Or remote. Yeah. Uh, so yeah, this is, you know, we took the same approach here. We, like, before we just had this and a researcher found it and said, whoa, whoa, whoa, if someone pulls this in from someone else, you're potentially opening yourself up to an RCE (remote code execution). So we've added the, the kind of flag in most cases, you know, if it's an asset that you yourself made, the the risk is low. You're not gonna RCE yourself, but if you're starting to do this collaborative sharing, then it's a big vector where someone can get you to load their, you know, bad model. I think that's a, that's the biggest example that comes to mind as a fairly recently.

Badar Ahmed 15:21

On that note, what kind of like, diving deeper here, I wonder kind of like get your take on, um, the lineage and provenance of data as machine learning models are being trained. I mean, this is a challenging area because, you know, every model has its own pipeline. Some models have more complex pipelines, some have maybe relatively simpler pipelines, but, and there's, you know, no one kind of like data framework or tool that gets used. 

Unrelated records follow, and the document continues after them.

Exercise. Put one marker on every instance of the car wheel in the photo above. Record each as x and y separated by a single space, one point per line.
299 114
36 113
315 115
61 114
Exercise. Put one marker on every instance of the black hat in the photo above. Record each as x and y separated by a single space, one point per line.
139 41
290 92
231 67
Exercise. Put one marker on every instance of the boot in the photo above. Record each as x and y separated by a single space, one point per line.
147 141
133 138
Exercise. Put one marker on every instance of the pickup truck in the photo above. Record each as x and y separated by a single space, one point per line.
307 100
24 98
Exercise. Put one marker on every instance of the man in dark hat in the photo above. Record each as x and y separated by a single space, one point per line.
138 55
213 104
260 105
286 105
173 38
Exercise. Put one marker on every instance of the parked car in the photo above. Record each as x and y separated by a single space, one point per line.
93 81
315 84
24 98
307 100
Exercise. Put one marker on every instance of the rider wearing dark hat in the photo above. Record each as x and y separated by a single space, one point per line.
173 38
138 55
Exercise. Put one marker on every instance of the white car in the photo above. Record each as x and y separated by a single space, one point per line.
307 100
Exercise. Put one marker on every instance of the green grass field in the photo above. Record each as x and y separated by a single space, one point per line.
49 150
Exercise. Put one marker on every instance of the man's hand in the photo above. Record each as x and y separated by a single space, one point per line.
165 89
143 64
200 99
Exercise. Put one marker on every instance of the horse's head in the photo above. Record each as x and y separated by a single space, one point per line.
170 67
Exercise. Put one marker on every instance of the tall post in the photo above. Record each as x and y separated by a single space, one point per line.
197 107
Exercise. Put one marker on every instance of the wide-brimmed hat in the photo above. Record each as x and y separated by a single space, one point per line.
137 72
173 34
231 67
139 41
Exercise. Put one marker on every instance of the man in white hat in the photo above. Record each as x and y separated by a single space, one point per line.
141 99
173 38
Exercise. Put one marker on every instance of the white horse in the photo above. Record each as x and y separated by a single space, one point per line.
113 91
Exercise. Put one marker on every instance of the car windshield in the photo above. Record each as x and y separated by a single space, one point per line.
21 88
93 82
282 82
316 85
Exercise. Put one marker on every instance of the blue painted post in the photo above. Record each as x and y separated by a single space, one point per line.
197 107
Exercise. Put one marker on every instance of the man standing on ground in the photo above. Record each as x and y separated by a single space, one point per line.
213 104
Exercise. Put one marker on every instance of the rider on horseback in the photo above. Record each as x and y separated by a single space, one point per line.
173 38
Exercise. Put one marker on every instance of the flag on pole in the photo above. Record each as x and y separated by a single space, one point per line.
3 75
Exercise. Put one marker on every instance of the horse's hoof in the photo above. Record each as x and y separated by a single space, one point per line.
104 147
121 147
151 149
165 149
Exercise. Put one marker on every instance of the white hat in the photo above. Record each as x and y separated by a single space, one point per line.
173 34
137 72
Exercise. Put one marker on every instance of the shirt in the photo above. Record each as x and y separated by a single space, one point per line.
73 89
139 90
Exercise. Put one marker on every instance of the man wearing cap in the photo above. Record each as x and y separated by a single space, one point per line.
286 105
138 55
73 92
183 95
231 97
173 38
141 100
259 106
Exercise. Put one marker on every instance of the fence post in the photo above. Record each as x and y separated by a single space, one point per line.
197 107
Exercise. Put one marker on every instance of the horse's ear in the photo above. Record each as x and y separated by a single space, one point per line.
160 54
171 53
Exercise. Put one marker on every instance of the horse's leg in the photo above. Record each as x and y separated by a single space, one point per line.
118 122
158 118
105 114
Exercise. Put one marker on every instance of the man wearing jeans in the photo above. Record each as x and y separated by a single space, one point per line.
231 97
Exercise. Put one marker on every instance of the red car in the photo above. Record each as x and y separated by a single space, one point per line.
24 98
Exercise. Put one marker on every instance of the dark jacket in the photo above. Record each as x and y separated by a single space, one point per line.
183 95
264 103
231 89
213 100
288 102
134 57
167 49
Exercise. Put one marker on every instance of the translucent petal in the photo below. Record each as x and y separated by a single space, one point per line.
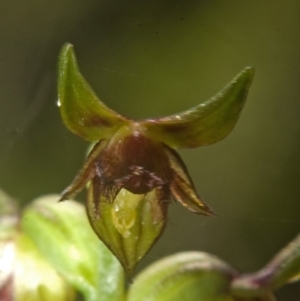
83 113
182 187
206 123
129 225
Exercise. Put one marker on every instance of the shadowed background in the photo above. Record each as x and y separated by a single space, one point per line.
156 58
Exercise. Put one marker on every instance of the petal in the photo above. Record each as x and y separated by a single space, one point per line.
83 113
182 187
208 122
129 225
85 174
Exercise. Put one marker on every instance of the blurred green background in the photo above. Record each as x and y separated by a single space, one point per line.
156 58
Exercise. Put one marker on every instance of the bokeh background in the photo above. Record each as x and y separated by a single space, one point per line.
156 58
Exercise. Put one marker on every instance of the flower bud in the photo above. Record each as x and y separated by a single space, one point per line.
133 171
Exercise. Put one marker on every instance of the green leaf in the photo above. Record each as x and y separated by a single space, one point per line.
83 113
34 279
283 268
207 123
129 226
186 276
63 235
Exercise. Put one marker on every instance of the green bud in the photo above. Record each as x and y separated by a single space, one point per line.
186 276
63 235
25 275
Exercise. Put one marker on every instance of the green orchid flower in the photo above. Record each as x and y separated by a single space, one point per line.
133 171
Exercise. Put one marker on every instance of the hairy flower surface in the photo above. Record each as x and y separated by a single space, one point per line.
133 171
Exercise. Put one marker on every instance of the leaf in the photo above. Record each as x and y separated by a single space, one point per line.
282 269
207 123
83 113
63 235
34 279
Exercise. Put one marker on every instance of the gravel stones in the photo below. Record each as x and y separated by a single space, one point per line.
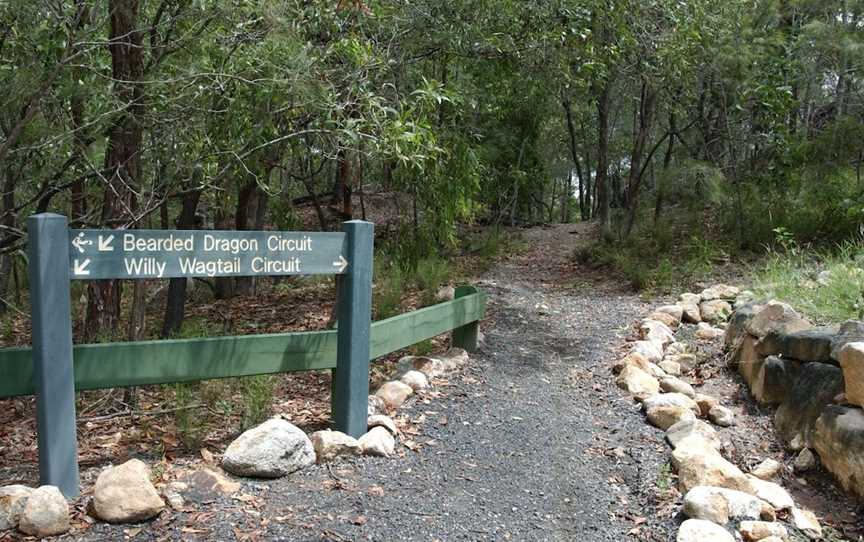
124 494
273 449
13 498
333 445
378 442
699 530
46 513
394 393
852 363
719 504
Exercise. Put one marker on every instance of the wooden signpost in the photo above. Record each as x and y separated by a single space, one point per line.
59 255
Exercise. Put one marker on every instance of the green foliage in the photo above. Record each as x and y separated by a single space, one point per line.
826 285
256 398
191 425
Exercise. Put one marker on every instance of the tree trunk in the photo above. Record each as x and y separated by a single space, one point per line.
122 156
646 121
175 307
603 210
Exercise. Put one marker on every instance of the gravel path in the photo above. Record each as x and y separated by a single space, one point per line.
530 442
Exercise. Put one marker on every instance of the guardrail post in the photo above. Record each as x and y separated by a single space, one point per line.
466 336
350 390
48 251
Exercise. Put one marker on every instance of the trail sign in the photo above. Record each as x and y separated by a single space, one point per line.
57 255
156 254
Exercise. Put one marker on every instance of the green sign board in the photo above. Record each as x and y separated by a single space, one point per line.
157 254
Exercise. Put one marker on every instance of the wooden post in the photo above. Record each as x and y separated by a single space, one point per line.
350 390
466 336
54 378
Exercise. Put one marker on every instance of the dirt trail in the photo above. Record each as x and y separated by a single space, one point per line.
530 442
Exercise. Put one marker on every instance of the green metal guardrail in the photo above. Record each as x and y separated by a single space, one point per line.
161 362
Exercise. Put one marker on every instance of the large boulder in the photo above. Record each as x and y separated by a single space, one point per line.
738 321
719 504
656 332
273 449
394 393
777 317
699 464
760 530
839 441
125 494
670 384
804 345
45 514
689 304
677 434
720 291
378 442
13 498
649 350
775 380
852 363
333 445
747 358
850 331
772 493
715 310
637 382
816 387
700 530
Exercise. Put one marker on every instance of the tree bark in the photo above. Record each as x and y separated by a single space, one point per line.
122 158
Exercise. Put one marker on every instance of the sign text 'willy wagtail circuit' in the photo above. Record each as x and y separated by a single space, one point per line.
120 254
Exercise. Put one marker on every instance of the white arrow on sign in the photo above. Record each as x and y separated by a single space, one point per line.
79 242
105 244
80 268
341 263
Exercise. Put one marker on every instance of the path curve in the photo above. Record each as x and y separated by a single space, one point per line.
532 441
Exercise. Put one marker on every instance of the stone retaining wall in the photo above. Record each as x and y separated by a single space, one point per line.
815 377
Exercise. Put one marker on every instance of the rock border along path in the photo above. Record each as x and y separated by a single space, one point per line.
720 500
528 440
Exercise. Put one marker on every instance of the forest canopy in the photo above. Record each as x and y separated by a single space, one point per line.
740 115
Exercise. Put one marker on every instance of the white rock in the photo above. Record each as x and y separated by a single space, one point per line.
805 461
715 310
12 501
806 522
656 332
45 514
376 405
759 530
332 445
378 442
273 449
707 332
670 367
416 380
674 311
637 382
721 416
678 399
767 469
394 393
699 530
699 464
382 421
670 384
649 350
676 434
719 504
124 494
771 493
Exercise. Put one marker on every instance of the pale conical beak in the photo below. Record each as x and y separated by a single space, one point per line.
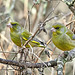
53 29
9 25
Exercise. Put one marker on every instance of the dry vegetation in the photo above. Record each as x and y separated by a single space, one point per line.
31 14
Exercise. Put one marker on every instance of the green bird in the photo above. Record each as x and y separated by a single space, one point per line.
63 38
19 36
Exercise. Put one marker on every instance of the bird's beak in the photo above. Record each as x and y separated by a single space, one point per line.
53 30
9 25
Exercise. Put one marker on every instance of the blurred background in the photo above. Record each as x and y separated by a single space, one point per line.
31 13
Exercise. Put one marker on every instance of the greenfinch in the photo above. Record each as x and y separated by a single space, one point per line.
62 37
19 36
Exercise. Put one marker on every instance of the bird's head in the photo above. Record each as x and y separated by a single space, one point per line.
13 26
58 28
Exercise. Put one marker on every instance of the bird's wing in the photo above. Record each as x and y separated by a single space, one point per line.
70 34
25 35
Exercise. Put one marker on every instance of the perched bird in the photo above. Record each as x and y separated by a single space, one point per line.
63 38
19 36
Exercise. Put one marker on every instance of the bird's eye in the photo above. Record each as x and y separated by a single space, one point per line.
57 28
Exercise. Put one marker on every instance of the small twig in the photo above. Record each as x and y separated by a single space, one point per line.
29 19
70 22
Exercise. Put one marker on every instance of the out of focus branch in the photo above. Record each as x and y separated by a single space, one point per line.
71 5
65 57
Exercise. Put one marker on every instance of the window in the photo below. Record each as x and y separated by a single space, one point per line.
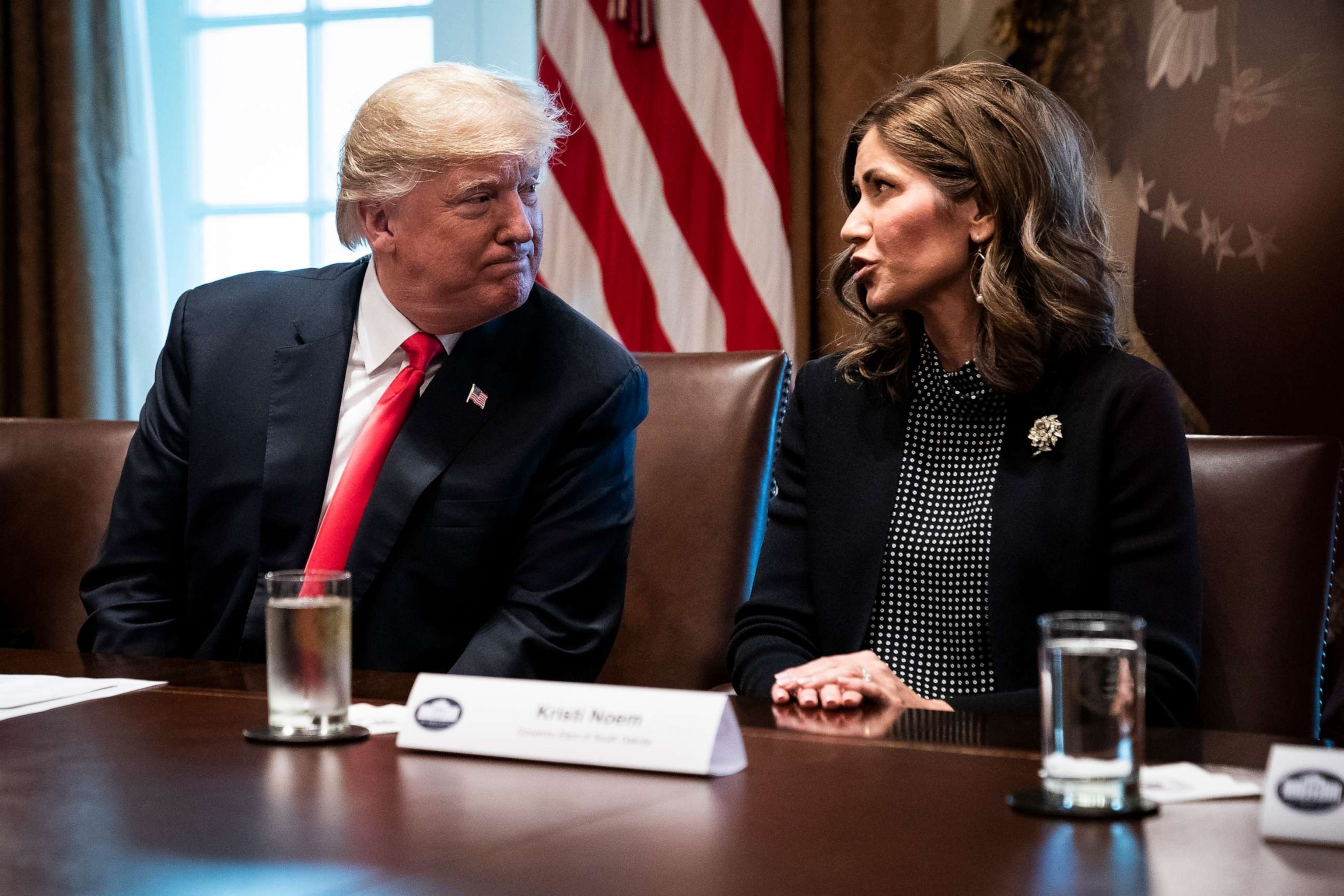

I see a lot of teams struggling with managing, you know, how to kind of like wrangle and make sense of their data pipelines. I mean, you can do obviously build something and just, you know, execute it in a notebook, but to make it reproducible, to make it auditable, monitor, you know, something that has good monitoring or auditability built into it. How, how do you think about it?

Chris Van Pelt 16:22

Yeah. You know, we started with kind of core experiment tracking, which you can kind of think of as TensorBoard on steroids. And then one of the big features that we set out to create shortly after kind of feeling like we had good product market fit with that first offering was a product we call Artifacts. So Artifacts is our data lineage and tracking product. And we did a couple things there that are I think a bit novel and worth noting. 

So one, I mean, all Artifacts are just backed by cloud storage. Our software can run in any of the clouds. So if an enterprise customer wants to kind of own all of their data, they can bring their own cloud storage and we'll hook up to it. The data itself is stored content addressable. So, uh, essentially we'll scan whatever data you wanna send up, generate a digest of its contents, and then store it addressed at that digest. This makes it really efficient for, you know, often you'll have maybe a big data set of millions of images, and then you're gonna be like adding or removing a small number of images. This makes it really efficient to be able to figure out which images need to be uploaded or which ones need to be removed. And you can store it really efficiently this way. So, it's kind of tackling that versioning issue in a, in a fairly efficient way. 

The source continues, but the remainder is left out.